Producers of the anti-abortion film Unplanned say major music publishing labels have denied licensing rights to music for the movie.
Blake Kanicka, music supervisor for the film about former Planned Parenthood Director Abby Johnson, who ultimately became pro-life, told The Hollywood Reporter he requested the rights to ten songs from major music publishing companies, but was only granted the rights to one of them.
“There was a pattern of denial with our quote requests,” said Kanicka. “Our team has never seen such a uniform denial across the board regardless of price, genre, usage or type.”
According to the report, Disney responded to Kanicka’s attempt to license instrumental “The Guardian Suite,” composed by Trevor Rabin, with the statement: “We will have to unfortunately deny the sync/master use in this film. Disney does not take sides in such social issues regardless of what side is being promoted. Due to this reason, we have to deny.”
Sony/ATV “respectfully denied” the music supervisor’s request for Nilu’s version of “How to Save a Life,” originally recorded by The Fray.
Requests for licensing rights to Cyndi Lauper’s “Girls Just Wanna Have Fun” and One Direction’s “Story of My Life” were also denied by Sony/ATV, and Round Hill Music turned down a request to use “Best Day of My Life” by American Authors.
Universal Music also reportedly refused to license “Dead Man’s Party” by Oingo Boingo.

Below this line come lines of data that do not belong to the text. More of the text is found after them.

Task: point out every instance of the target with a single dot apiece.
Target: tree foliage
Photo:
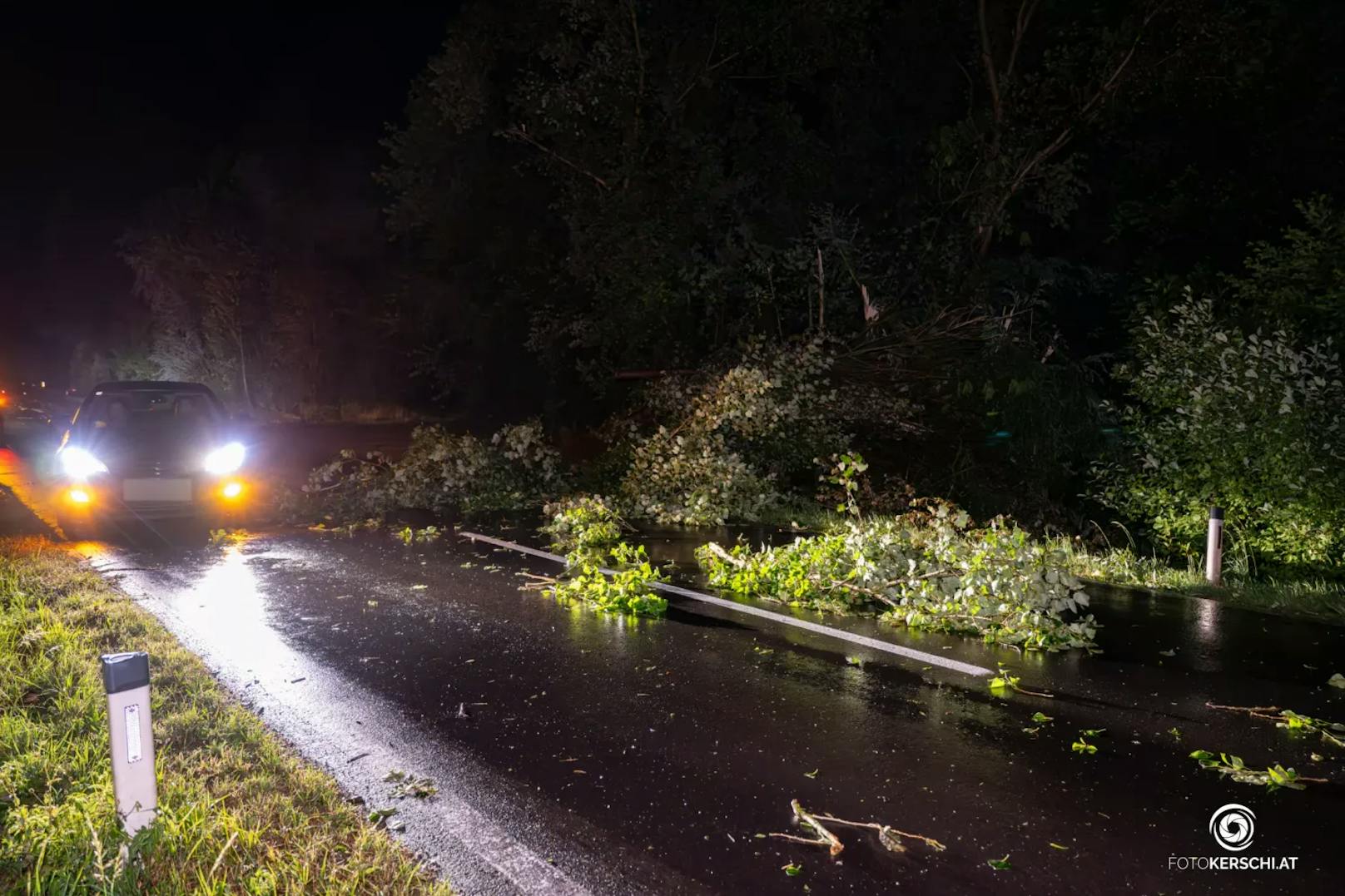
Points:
(1247, 420)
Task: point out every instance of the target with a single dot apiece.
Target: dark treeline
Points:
(974, 200)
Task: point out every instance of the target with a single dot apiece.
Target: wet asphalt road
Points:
(578, 752)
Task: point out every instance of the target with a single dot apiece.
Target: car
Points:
(24, 425)
(150, 451)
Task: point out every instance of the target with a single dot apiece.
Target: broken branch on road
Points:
(889, 837)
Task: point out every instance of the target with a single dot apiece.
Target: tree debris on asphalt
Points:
(822, 836)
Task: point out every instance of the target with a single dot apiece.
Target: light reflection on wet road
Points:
(648, 755)
(584, 752)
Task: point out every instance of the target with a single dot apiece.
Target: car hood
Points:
(150, 453)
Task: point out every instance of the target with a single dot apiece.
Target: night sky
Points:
(107, 109)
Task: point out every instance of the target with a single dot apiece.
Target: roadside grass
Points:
(1122, 567)
(238, 810)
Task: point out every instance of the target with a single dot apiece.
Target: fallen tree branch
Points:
(1258, 712)
(888, 836)
(825, 837)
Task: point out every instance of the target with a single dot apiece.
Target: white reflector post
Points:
(1215, 547)
(126, 677)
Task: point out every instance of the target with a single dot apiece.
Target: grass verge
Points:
(1306, 597)
(238, 810)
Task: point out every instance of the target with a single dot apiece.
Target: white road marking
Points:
(873, 643)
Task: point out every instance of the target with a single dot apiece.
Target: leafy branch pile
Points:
(928, 569)
(591, 532)
(1246, 418)
(440, 471)
(748, 438)
(627, 591)
(1273, 778)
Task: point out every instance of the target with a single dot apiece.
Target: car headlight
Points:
(225, 459)
(78, 463)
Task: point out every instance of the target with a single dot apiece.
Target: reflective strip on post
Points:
(126, 677)
(1215, 547)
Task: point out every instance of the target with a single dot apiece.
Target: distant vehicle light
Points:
(78, 463)
(225, 459)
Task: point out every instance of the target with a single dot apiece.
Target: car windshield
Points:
(186, 412)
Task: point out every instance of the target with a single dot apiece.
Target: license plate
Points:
(156, 490)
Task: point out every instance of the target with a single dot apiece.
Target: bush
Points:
(930, 569)
(746, 438)
(583, 522)
(1243, 420)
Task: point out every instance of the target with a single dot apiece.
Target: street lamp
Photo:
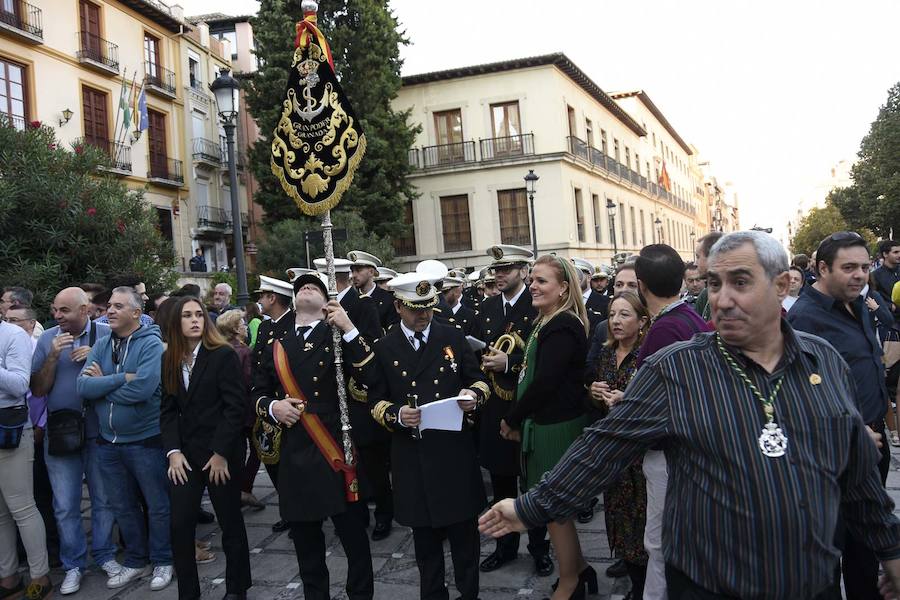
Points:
(530, 180)
(611, 211)
(227, 91)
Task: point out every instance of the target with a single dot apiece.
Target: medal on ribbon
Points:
(318, 142)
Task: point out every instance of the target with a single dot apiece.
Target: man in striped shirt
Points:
(763, 441)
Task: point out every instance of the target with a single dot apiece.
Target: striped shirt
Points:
(737, 522)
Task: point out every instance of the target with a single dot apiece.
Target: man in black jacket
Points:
(510, 314)
(295, 386)
(275, 297)
(455, 312)
(437, 483)
(363, 271)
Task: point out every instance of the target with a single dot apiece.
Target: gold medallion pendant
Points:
(318, 142)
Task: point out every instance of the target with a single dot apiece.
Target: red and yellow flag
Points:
(313, 425)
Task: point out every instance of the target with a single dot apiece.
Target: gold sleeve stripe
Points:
(364, 361)
(481, 387)
(378, 413)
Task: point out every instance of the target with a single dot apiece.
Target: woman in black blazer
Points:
(201, 419)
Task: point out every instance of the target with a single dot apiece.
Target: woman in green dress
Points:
(625, 501)
(549, 411)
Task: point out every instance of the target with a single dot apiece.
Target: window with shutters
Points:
(95, 116)
(455, 223)
(579, 216)
(13, 104)
(151, 56)
(598, 218)
(405, 245)
(514, 225)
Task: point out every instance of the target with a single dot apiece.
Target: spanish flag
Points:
(664, 180)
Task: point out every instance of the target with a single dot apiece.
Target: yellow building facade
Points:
(64, 63)
(599, 157)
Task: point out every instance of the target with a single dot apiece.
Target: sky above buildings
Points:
(772, 93)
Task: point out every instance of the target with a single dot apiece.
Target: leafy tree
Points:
(284, 246)
(364, 39)
(64, 221)
(818, 224)
(873, 201)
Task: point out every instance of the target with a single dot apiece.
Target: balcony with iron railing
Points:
(239, 158)
(213, 217)
(207, 152)
(22, 20)
(96, 52)
(165, 171)
(507, 147)
(119, 154)
(14, 121)
(448, 154)
(159, 80)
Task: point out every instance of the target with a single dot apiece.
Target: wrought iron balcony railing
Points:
(506, 147)
(159, 79)
(23, 17)
(448, 154)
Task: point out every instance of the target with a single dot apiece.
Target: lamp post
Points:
(530, 180)
(611, 211)
(227, 91)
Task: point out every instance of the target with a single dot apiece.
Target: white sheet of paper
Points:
(475, 343)
(445, 415)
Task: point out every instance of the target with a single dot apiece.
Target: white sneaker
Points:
(111, 567)
(125, 576)
(162, 576)
(72, 582)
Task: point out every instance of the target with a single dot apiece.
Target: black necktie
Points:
(421, 337)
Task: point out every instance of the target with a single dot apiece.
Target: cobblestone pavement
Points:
(276, 576)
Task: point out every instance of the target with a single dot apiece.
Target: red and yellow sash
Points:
(329, 448)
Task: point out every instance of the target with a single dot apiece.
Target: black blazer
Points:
(436, 479)
(556, 393)
(208, 416)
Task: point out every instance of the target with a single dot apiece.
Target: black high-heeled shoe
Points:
(587, 578)
(579, 593)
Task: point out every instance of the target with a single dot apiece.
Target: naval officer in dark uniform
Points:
(374, 441)
(508, 315)
(437, 483)
(309, 489)
(363, 271)
(455, 312)
(597, 304)
(276, 299)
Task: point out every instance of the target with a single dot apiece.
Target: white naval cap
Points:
(434, 268)
(341, 265)
(385, 274)
(276, 286)
(295, 272)
(453, 279)
(505, 255)
(415, 290)
(583, 265)
(358, 258)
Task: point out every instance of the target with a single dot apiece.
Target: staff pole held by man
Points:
(769, 435)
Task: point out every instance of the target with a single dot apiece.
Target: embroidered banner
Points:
(317, 431)
(318, 142)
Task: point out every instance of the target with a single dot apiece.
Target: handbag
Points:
(12, 423)
(891, 347)
(65, 427)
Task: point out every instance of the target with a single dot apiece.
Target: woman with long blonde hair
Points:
(201, 418)
(549, 411)
(625, 501)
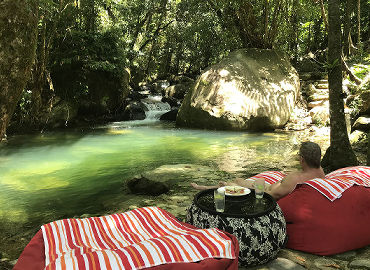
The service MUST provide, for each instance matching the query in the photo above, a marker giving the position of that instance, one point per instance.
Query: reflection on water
(57, 175)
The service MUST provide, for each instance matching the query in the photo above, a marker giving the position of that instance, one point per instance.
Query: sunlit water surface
(65, 174)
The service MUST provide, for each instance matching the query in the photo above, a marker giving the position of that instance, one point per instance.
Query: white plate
(244, 192)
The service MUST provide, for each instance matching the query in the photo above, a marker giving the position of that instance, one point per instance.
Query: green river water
(66, 174)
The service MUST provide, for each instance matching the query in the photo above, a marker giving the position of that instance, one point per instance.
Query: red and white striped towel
(137, 239)
(334, 183)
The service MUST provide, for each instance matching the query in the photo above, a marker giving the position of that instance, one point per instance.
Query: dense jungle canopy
(89, 55)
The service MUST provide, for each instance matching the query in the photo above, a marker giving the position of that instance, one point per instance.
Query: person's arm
(200, 187)
(284, 187)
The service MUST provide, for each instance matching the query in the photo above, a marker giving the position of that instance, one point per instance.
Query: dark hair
(311, 153)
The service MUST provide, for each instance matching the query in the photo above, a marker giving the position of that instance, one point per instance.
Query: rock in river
(251, 89)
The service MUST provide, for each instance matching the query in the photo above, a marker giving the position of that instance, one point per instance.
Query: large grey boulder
(251, 89)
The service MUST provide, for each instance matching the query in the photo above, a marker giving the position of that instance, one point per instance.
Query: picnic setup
(321, 216)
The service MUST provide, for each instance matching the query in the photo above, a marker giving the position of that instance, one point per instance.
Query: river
(68, 173)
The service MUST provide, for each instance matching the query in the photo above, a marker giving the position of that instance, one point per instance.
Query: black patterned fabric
(260, 237)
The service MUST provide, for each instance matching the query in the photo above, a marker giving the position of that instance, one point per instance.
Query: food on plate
(234, 190)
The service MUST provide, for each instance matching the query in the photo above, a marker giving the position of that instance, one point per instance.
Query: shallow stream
(66, 174)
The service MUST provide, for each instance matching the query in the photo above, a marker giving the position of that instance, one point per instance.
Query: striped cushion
(334, 183)
(137, 239)
(269, 176)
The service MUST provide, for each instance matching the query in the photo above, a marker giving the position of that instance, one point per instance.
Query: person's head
(311, 154)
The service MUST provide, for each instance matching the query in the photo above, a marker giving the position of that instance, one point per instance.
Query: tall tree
(18, 36)
(347, 28)
(340, 153)
(358, 22)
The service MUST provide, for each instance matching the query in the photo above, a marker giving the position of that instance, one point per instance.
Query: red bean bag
(319, 226)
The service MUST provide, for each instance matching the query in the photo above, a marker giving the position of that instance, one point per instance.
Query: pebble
(360, 264)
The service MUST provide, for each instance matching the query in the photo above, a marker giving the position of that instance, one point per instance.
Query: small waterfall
(155, 107)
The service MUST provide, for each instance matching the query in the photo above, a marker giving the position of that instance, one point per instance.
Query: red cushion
(33, 257)
(319, 226)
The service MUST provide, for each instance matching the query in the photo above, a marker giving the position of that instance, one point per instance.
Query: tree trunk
(368, 149)
(18, 31)
(341, 153)
(295, 29)
(358, 22)
(347, 28)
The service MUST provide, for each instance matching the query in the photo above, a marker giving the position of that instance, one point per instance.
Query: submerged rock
(251, 89)
(146, 186)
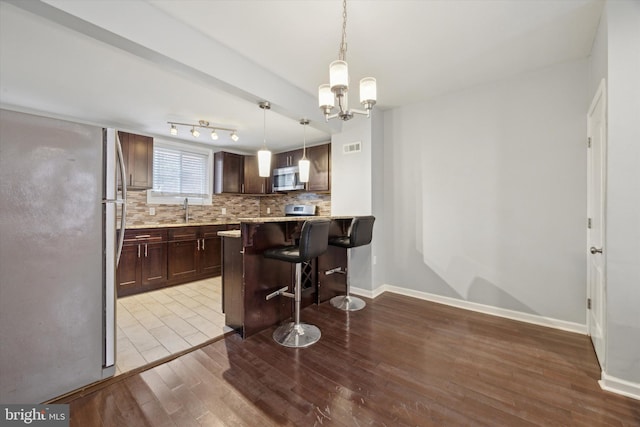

The publisher quoted a price of $7,500–$10,000 for 60 seconds of the song but then asked the filmmakers “if the film is a faith based production and what position it is taking on the abortion issue.”
When an Unplanned representative responded to Universal with the theme of the movie, the request for licensure was denied.
“After weeks and in some cases months of communicating with these companies, it has been very discouraging and disheartening to realize the amount of discrimination that exists towards the pro-life message,” said Kanicka, a Grammy-nominated composer.
The music supervisor said only one classical piece, written by German composer Felix Mendelssohn, who died in 1847, was approved for licensure.
He added that even faith-based bands have refused use of their songs to the filmmakers because of the controversy that comes with the abortion issue.
“That’s the Holy Grail of liberalism,” Kanicka observed. “It dictates that artists can’t get involved with certain social issues even if they need the money.”
The film, directed by faith-based filmmakers Chuck Konzelman and Cary Solomon, has a budget of $6 million and is being produced by some of the same people who backed God’s Not Dead, a 2014 movie starring Kevin Sorbo that crashed the box office chart with its surprise success.
MyPillow founder and CEO Michael Lindell announced in November that he invested $1 million in Unplanned.
“I’m pro-life and I’m happy to do it,” Lindell told The Hollywood Reporter about his contribution to the making of the film.
The producers of Gosnell: The Trial of America’s Biggest Serial Killer, released last fall, also dealt with anti-pro-life sentiment.
In September, for example, Planned Parenthood forced the Hyatt Regency Hotel in Austin, Texas, to cancel a pre-screening of the film about convicted murderer and abortionist Kermit Gosnell.
Filmmaker Phelim McAleer referred to the treatment Gosnell received as “bullying.”
“We paid a deposit and signed a contract, but they phoned … and said they were cancelling for ‘security reasons,’” he told Breitbart News in an email at the time.
He and Ann McElhinney produced Gosnell in 2014 with $2.3 million raised on crowdfunding website Indiegogo. The film’s release, however, had suffered four years of obstacles.
Made in 2014, Gosnell was supposed to be released in 2017; however, as The Hollywood Reporter noted, Judge Jeffrey Minehart — who presided over Gosnell’s trial — sued to block the film’s release because he reportedly was fearful of being portrayed as a member of “Philadelphia’s liberal corrupt government.”